Another business district, which after the Youth Olympics has become the in-place to be. Less cramped and more modern than Xinjiekou, this area is great for young and highly paid professionals, though it is also convenient for families who are sending their children to Eton House international School.
Hopefully this has given you an idea of where you might be best suited.
Finding A Flat
There are a number of channels to search for vacant flats both online and offline; depending on what type of living arrangement you are looking for (Chinese, Western or no flatmate), each have their appropriate channels.
If you are looking for a flatmate, online is probably the best option. If you want to find a Chinese flatmate and affordable housing, House365 and 58同城 are two of the biggest websites for vacant real estate. They are both in Chinese only.
If you are looking for a Western or an internationally-minded Chinese flatmate, the best places to look are the accommodation section on hellonanjing.net as well as nanjingexpat.com. An offline approach is to visit Nanjing University and Nanjing Normal University and find their classified walls, where people can also hang notices looking for flatmates.

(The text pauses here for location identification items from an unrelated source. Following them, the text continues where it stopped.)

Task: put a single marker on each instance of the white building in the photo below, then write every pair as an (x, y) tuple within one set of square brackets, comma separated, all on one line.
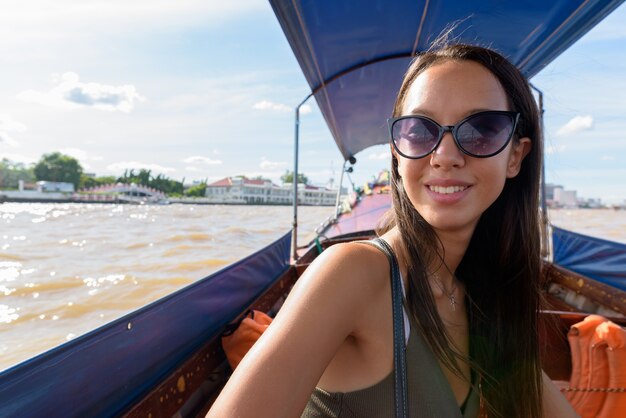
[(565, 198), (241, 190), (54, 186)]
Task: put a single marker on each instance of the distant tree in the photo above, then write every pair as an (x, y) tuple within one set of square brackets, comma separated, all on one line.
[(288, 177), (87, 182), (160, 182), (12, 172), (58, 167)]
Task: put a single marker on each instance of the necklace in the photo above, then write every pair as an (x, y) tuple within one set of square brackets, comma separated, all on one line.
[(451, 296)]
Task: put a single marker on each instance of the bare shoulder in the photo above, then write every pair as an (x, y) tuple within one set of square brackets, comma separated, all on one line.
[(354, 267), (320, 313)]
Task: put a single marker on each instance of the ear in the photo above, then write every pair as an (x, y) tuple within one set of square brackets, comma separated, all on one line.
[(394, 154), (520, 149)]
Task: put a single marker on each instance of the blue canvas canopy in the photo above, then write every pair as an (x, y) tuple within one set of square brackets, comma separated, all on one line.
[(599, 259), (354, 53)]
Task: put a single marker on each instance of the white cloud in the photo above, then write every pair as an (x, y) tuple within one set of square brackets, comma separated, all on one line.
[(271, 165), (576, 124), (386, 155), (8, 124), (279, 107), (70, 92), (267, 105), (80, 154), (5, 138), (136, 165), (198, 159)]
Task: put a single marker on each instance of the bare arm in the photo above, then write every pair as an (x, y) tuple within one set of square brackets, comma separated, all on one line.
[(276, 378), (554, 403)]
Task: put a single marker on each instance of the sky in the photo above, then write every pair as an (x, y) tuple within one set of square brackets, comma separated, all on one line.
[(204, 89)]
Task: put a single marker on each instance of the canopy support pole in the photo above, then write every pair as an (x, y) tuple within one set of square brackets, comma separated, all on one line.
[(343, 170), (545, 238), (294, 230)]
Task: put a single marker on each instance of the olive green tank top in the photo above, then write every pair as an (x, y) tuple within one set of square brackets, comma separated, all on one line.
[(429, 393)]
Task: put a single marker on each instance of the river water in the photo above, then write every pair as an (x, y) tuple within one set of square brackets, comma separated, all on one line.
[(66, 269)]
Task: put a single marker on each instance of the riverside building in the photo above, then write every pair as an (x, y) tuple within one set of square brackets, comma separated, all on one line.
[(241, 191)]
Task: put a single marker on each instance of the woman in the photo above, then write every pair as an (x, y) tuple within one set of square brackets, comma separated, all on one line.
[(466, 158)]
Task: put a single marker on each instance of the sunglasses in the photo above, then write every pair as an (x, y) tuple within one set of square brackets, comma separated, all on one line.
[(480, 135)]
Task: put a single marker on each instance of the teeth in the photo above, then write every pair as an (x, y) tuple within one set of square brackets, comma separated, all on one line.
[(447, 190)]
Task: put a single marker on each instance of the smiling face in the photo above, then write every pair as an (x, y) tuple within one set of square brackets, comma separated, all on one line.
[(448, 188)]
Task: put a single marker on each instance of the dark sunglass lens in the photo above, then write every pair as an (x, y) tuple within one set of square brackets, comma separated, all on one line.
[(415, 137), (485, 134)]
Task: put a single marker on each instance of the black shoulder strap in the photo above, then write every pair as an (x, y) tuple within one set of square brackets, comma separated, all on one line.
[(399, 343)]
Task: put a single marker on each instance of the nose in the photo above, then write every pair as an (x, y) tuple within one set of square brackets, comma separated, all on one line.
[(447, 155)]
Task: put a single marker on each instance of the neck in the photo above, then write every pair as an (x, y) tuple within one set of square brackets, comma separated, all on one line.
[(454, 244)]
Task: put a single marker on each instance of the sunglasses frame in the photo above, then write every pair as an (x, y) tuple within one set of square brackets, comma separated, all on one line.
[(453, 129)]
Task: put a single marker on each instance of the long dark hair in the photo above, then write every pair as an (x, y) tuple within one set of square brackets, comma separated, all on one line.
[(501, 267)]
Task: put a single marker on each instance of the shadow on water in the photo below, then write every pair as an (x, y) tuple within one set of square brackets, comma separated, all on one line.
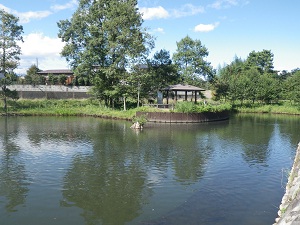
[(13, 179)]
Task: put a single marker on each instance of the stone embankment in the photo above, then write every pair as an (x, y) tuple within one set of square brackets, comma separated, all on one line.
[(51, 91), (289, 210)]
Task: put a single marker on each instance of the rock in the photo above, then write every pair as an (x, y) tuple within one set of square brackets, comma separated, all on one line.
[(136, 125)]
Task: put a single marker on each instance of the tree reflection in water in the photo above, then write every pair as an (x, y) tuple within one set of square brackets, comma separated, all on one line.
[(13, 178)]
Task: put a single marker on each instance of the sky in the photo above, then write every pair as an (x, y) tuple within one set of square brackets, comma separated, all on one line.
[(227, 28)]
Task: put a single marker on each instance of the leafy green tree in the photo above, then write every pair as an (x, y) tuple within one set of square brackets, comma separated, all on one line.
[(10, 34), (62, 79), (163, 71), (190, 58), (32, 76), (269, 89), (103, 39), (292, 87), (262, 60)]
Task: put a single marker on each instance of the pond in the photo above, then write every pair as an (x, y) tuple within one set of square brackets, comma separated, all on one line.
[(67, 170)]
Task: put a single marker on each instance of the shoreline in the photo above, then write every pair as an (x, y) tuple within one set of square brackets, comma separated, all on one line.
[(289, 209)]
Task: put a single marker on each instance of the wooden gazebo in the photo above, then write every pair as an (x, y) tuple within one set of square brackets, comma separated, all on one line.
[(182, 88)]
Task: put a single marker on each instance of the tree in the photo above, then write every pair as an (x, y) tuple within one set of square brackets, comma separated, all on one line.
[(163, 71), (190, 58), (262, 60), (32, 76), (103, 39), (292, 87), (10, 34)]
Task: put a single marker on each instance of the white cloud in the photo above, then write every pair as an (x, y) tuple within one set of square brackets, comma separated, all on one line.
[(154, 13), (45, 50), (69, 5), (5, 8), (26, 17), (188, 10), (159, 30), (205, 27), (220, 4)]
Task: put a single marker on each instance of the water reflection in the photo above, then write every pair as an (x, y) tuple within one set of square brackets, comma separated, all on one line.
[(13, 179), (93, 171)]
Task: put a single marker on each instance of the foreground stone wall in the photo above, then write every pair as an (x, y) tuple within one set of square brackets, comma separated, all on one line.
[(289, 210), (50, 91)]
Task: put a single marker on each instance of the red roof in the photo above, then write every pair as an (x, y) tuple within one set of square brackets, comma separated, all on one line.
[(56, 72)]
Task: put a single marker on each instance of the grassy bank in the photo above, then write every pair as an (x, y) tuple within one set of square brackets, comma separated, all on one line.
[(70, 107), (283, 108), (89, 107)]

If you do not want to share a flat, the best option is to look for a local real estate agency, such as Home Link 链家地产 or 5i5j 我爱我家, walk straight into their store and have the agents show you flats. If you cannot speak Chinese, The Nanjinger recommends Sun Home Real Estate, who handle rentals for many multinational companies.
BEWARE of fake flats online. Because real estate agents are under a lot of pressure to sign contracts, they have developed a trickster method that has become very common on online real estate websites. They will upload pictures of an entirely different place, of course a lot more fancy and often bigger than the real deal to lure customers. Most of the time sadly you cannot trust those images on websites. If you go straight to the agent’s office you won’t waste your time on a pipe dream; also you can tell them your exact requirements and they will try their best to meet them.
If the online listing is looking for a flatmate and is a private person, there is less chance of you being taken for a fool since obviously someone already lives in the flat and therefore it must be in an inhabitable condition.
Also, if possible bring a Chinese friend. Knowing that you are a foreigner might tempt people to try and overcharge you for rent, as they tend to think you have lots of money. A Chinese friend can give you feedback as to whether the prices you are being given are realistic. Moreover, when it comes to the legal side of things, they can make sure everything is ship-shape.